IDE Social Hub

Solução

Pesquisa e Inteligência Social

Dados que mostram como as pessoas experienciam a sua organização.

Em revisão editorial. Etapas, durações e condições indicativas descrevem a prática habitual e aguardam validação. As condições concretas de cada projeto são acordadas por proposta.

Pesquisa e Inteligência Social — em detalhe

O problema que resolve

A maioria das organizações decide sobre pessoas com base em duas coisas: indicadores de gestão e intuição de quem decide. Os primeiros dizem quantos entraram e quantos saíram; a segunda raramente coincide com a experiência de quem é decidido.

Falta o que está no meio — porque é que alguém deixou de propor ideias, porque é que um grupo se candidata mas não fica, em que momento a experiência de duas pessoas na mesma função deixa de ser a mesma. Isso não aparece em nenhum sistema, porque nunca foi perguntado.

Para quem é

Concebemos e aplicamos investigações para identificar barreiras, pertença, acessibilidade, segurança, representação e diferenças de experiência entre grupos.

  • Empresas que precisam de uma linha de base antes de desenhar um programa de pessoas.
  • Marcas e eventos que querem compreender a experiência do seu público, e não apenas a satisfação declarada.
  • Instituições e autarquias que precisam de evidência para fundamentar uma decisão ou uma candidatura a financiamento.
  • Organizações abrangidas por obrigações de relato social que não têm os dados que vão ter de reportar.

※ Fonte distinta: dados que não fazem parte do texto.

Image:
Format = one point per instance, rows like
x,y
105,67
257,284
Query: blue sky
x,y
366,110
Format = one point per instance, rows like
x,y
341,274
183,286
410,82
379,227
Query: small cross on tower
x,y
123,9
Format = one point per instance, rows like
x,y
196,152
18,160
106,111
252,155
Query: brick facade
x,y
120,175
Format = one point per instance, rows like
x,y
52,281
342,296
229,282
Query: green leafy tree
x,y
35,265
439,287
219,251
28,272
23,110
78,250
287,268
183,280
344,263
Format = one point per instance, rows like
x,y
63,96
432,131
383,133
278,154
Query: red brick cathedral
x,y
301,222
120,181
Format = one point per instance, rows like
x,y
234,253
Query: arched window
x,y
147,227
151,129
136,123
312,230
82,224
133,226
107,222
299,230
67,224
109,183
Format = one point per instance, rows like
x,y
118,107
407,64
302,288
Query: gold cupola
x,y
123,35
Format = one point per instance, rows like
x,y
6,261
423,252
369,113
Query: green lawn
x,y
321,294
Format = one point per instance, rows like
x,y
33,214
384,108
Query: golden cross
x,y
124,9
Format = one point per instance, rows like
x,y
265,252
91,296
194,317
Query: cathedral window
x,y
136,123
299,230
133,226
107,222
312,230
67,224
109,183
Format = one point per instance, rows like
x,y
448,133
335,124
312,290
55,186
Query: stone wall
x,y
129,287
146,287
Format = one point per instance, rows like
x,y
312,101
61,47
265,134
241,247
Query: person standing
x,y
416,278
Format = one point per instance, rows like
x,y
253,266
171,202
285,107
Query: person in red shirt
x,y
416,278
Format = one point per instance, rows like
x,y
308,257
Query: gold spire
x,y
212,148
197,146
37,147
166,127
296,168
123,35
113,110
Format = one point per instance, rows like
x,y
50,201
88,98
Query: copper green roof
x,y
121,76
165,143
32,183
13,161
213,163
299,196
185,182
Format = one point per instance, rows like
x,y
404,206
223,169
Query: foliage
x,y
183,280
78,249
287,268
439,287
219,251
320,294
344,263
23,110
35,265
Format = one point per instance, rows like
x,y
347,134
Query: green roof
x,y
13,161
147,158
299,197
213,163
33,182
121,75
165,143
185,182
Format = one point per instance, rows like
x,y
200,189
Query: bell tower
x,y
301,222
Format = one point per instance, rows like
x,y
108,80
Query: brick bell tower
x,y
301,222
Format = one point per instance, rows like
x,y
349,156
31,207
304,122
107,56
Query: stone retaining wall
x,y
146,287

Quando faz sentido contratar

  • Antes de desenhar um programa — para saber o que corrigir, em vez de adivinhar.
  • Depois de um programa — para saber se mudou alguma coisa mensurável.
  • Quando há uma perceção interna difusa que ninguém consegue quantificar.
  • Quando os números de saída não se explicam pelos números de entrada.
  • Quando é preciso levar evidência a uma direção ou a um conselho.

Como funciona

O desenho vem primeiro e é a parte que mais determina o resultado. Uma pergunta mal formulada produz um dado inutilizável, e isso não se corrige depois da recolha.

A recolha vai onde as pessoas estão — no local de trabalho, no recinto, na comunidade — porque a taxa de resposta e a franqueza dependem disso mais do que de qualquer incentivo.

A análise separa o que é diferença real do que é ruído de amostra, e as limitações metodológicas são escritas ao lado dos resultados. Publicá-las é o que distingue um estudo de um argumento.

Etapas e duração indicativa

Durações indicativas para um projeto de dimensão média. O calendário concreto depende do universo a ouvir e da disponibilidade da organização.

  1. 01Enquadramento1 a 2 semanas

    Definição da pergunta de investigação com a organização, identificação dos grupos a ouvir e das decisões que os dados vão informar.

  2. 02Desenho2 a 3 semanas

    Construção do instrumento, teste com um grupo reduzido, definição do plano de recolha e das regras de anonimato.

  3. 03Recolha2 a 4 semanas

    Aplicação no terreno ou em linha, com acompanhamento da taxa de resposta e correção de desvios durante o período.

  4. 04Análise2 a 3 semanas

    Tratamento, leitura por segmento, identificação de diferenças estatisticamente sustentáveis e redação das limitações.

  5. 05Devolução1 semana

    Relatório executivo, recomendações, plano de ação e apresentação à direção.

Entregáveis

  • Desenho metodológico
  • Questionário ou guião de escuta
  • Plano de recolha
  • Tratamento e análise
  • Relatório executivo
  • Recomendações
  • Plano de ação
  • Apresentação à direção

O que é pedido à organização

  • Um interlocutor único com capacidade de decisão sobre o âmbito.
  • Acesso à lista de participantes ou ao canal de contacto com o público.
  • Comunicação interna a legitimar o inquérito — sem ela, a taxa de resposta cai e enviesa.
  • Disponibilidade para receber resultados que podem contrariar a expectativa inicial.

Confidencialidade, dados e limites

As respostas individuais não são partilhadas com a organização. O que é devolvido são resultados agregados, com um mínimo de respostas por segmento abaixo do qual nenhum corte é publicado — caso contrário, num grupo pequeno, o anonimato é aparente e não real.

O tratamento de dados é definido por escrito antes da recolha, incluindo finalidade, prazo de conservação e responsável.

Uma investigação descreve o que existe. Não substitui a decisão de gestão sobre o que fazer com o que foi encontrado, nem constitui auditoria de conformidade legal.

Aplicação

Inquérito de Pluralidade — Rock in Rio Lisboa 2026

O IDE Social Hub concebeu e coordenou o Inquérito de Pluralidade, recolhendo 5.398 respostas sobre pertença, segurança, acessibilidade, representação e convivência entre diferentes gerações. O caso prova desenho metodológico, investigação de campo, gestão de dados, articulação com parceiros e interpretação de experiência de público.